Even if your WordPress does not have other user accounts exept yours (and ours too, if you are a recurrent customer), YOU ARE STILL COLLECTING your visitors personal data, with tools like: analytics, comments, reviews and any kinds of form submissions, social media integrations, wp plugins, etc. Starting from May 25, your website visitors have certain new rights. GDPR regulations require WordPress owners to inform visitors about:
- which personal data is being collected
- what the data is being used for
- who is handling the data
- how the data was obtained
- how and where the data is stored
GDPR grants individuals many new rights regarding their personal data. From the perspective of your WordPress website, the most important rights, that YOUR visitors can request are:
- to access any personal data you’ve gathered about them.
- GDPR Art. 15: to export their personal data (even if it's in machine-readable format only).
- GDPR Art. 17: to delete their personal data.
- GDPR Art. 20: to take all their personal data from you and go somewhere else with it.
Unless you have a good, legally backed reason, you are obliged to comply in 30 days.
What is personal data? Personal data is almost any data about a person. For example, it can by any of the following typically gathered and stored data: name (full name, first name, last name), email (personal or company owned), age, gender, location info, appearance description, information about hobbies or business niche, income, cultural preferences, etc.

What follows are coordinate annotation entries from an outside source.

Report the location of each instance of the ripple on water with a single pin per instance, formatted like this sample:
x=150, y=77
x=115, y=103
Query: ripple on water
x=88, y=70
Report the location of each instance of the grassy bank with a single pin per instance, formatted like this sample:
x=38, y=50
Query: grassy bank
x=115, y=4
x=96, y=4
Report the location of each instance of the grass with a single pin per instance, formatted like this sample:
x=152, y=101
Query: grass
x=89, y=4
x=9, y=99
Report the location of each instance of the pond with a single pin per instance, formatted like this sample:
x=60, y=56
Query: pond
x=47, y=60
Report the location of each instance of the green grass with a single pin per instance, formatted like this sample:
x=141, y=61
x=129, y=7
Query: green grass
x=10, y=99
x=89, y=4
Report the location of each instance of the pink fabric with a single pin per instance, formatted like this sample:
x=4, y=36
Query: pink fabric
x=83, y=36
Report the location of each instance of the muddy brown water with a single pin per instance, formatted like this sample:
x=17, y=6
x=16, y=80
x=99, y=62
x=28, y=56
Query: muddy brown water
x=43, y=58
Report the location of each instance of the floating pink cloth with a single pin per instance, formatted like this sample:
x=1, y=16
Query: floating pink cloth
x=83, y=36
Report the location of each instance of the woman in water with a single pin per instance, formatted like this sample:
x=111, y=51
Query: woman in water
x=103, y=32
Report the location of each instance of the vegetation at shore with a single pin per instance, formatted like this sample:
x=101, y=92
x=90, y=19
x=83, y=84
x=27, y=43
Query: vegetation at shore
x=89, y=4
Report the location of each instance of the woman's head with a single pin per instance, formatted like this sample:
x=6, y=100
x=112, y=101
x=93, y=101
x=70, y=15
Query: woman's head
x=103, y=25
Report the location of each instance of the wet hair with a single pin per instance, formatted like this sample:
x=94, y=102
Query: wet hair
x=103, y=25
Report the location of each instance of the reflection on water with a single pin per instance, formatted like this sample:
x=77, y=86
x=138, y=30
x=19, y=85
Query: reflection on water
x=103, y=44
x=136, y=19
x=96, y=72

Anonymous data: Personal data is personal as long as you have a way to tie it to an actual person. This means that if the data contains someone’s name, address, email, IP address etc, it’s personal data. However, if you remove everything that ties to a person, the data is effectively anonymized and no longer counts as personal data.
Secure processing: You and all your data processors have to ensure the safety and security of any personal data. Examples of these measures would be conducting a security audit on your website, site-wide SSL encryption, pseudonymising or encrypting personal data or deleting data once you no longer need to store it.
GDPR Art. 4 (1): Personal data is any information relating to an identified or identifiable natural person (data subject); an identifiable natural person is one who can be identified, directly or indirectly, in particular by reference to an identifier such as a name, an identification number, location data, an online identifier or to one or more factors specific to the physical, physiological, genetic, mental, economic, cultural or social identity of that natural person.
Sensitive data: called “special categories of data” by GDPR. Sensitive data is data about a person’s: racial or ethnic origin, political opinions, religious or philosophical beliefs, trade union membership, health, sex life or sexual orientation, genetic data, biometric data.
YOU ARE NOT ALLOWED TO PROCESS sensitive data without an explicit consent from the data subject (unless exceptions listed under GDPR Art. 9 (2) apply). Sensitive data also requires more strict safety and security measures. If you’re dealing with sensitive data, we recommend getting legal advice to ensure compliance.
GDPR also sets some new rules for your business in general. You need to keep a registry of all data processing activities. You need to have contracts with everyone you share customer data with. You cannot transfer customer data to someone who does not comply with GDPR. Should a data breach occur (example a hacked WordPress or a stolen employee’s laptop), you need to notify your local supervisory authority and possibly your customers. If you store a lot of data or work with sensitive data, you might be obliged to make a Data Protection Impact Assessment. And you are responsible for demonstrating that you’re GDPR-compliant to your supervisory authority.
GDPR Art. 6(1)(b): Processing is lawful if processing is necessary for the performance of a contract to which the data subject is the party or in order to take steps at the request of the data subject prior to entering into a contract.
You don’t need to track each consent separately. For example, if your visitors sign up to your newsletter through your website, you’ll probably want them to use the “unsubscribe” button at the bottom of each email to opt-out instead. In that case, there’s no reason for you to track the newsletter consent or allow visitors to withdraw it from the Privacy Tools page.
E-commerce, online payments, invoices and other legally required info, that contains personal data, but forced by individual governments to be gathered and supplied to them - under GDPR is a very complicated topic. We’re taking some additional time to research this.